Post-Pretraining in Vision, and Language Foundation Models

Yuki M. Asano, University of Technology Nuremberg

upcoming: May 13th 2025 @ 5pm
Foundation Models are reshaping the landscape of artificial intelligence, offering unprecedented capabilities across vision, language, and multi-modal tasks. From understanding spatial structure in images to aligning language models with the visual world, these innovations are opening up new frontiers in AI research.

We are excited to welcome Yuki Asano, full Professor at the University of Technology Nuremberg and head of the Fundamental AI (FunAI) Lab, to our joint heidelberg.ai / NCT Data Science Seminar series. In this in-person event, Yuki Asano will present recent advances in building on top of pretrained Foundation Models to boost performance in dense prediction, efficient fine-tuning, and cross-modal understanding. The talk will cover novel methods such as NeCo for improving spatial perception in vision models, self-supervised time-tuning for video, and ultra-lightweight CLIP training. He will also explore surprising links between large language models and their visual grounding.

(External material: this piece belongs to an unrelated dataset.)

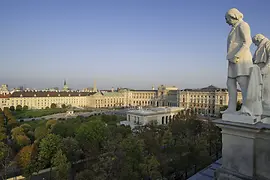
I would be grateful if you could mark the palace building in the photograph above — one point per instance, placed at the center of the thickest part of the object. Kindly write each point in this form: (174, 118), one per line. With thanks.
(93, 98)
(206, 101)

We look forward to your participation in this exciting seminar, where you will valuable insights into how cutting-edge methods are pushing the boundaries of what Foundation Models can achieve.

Abstract

This talk explores how pretrained Foundation Models can be further enhanced for vision, language, and multi-modal tasks. It begins by addressing a key limitation in models like DINOv2: their lack of spatial understanding in images. To address this, the NeCo method [1] is introduced—a lightweight post-pretraining technique based on patch-nearest neighbors that significantly improves dense prediction performance while requiring only 16 GPU hours. The talk then highlights how video data can be utilized to further enhance dense understanding in pretrained image models such as DINO [2]. In the domain of language models, recent work on parameter-efficient finetuning (PEFT) [3] and instruction tuning [4] is presented, offering practical strategies for adapting large models effectively. The final part of the talk introduces a novel approach to training CLIP models using only 10 GPU hours by leveraging pretrained unimodal encoders. Intriguingly, the results reveal a strong correlation between the performance of language models and their visual alignment capabilities [5].

Biography

Yuki Asano is the head of the Fundamental AI (FunAI) Lab and a full Professor at the University of Technology Nuremberg. Prior to this, he led the QUVA Lab at the University of Amsterdam, where he worked in close collaboration with Qualcomm AI Research. He completed his PhD at the Visual Geometry Group (VGG) at the University of Oxford, under the supervision of Andrea Vedaldi and Christian Rupprecht.




Yuki M. Asano

Event Info

Please help us plan ahead by registrating for the event at our meetup event-site .

What? Post-Pretraining in Vision, and Language Foundation Models
Who? Yuki M. Asano, University of Technology Nuremberg
When? May 13th 2025 @ 5pm
Where? DKFZ Communication Center (seminar rooms K1+K2), Im Neuenheimer Feld 280
Registration meetup event-site

References

[1] Pariza, V., Salehi, M., Burghouts, G., Locatello, F., & Asano, Y. M. (2024). Near, far: Patch-ordering enhances vision foundation models’ scene understanding. In ICLR 2024.

[2] Salehi, M., Gavves, E., Snoek, C. G. M., & Asano, Y. M. (2023). Time Does Tell: Self-Supervised Time-Tuning of Dense Image Representations. In ICCV 2023. (+Ongoing work)

[3] Kopiczko, D., Blankevoort, T., & Asano, Y. M. (2024). VeRA: Vector-based Random Matrix Adaptation. In ICLR 2024.

[4] Kopiczko, D. J., Blankevoort, T., & Asano, Y. M. (2024). Bitune: Leveraging Bidirectional Attention to Improve Decoder-Only LLMs. arXiv preprint.

[5] Ruthardt, J., Burghouts, G. J., Belongie, S., & Asano, Y. M. (2024). Better Language Models Exhibit Higher Visual Alignment. arXiv preprint.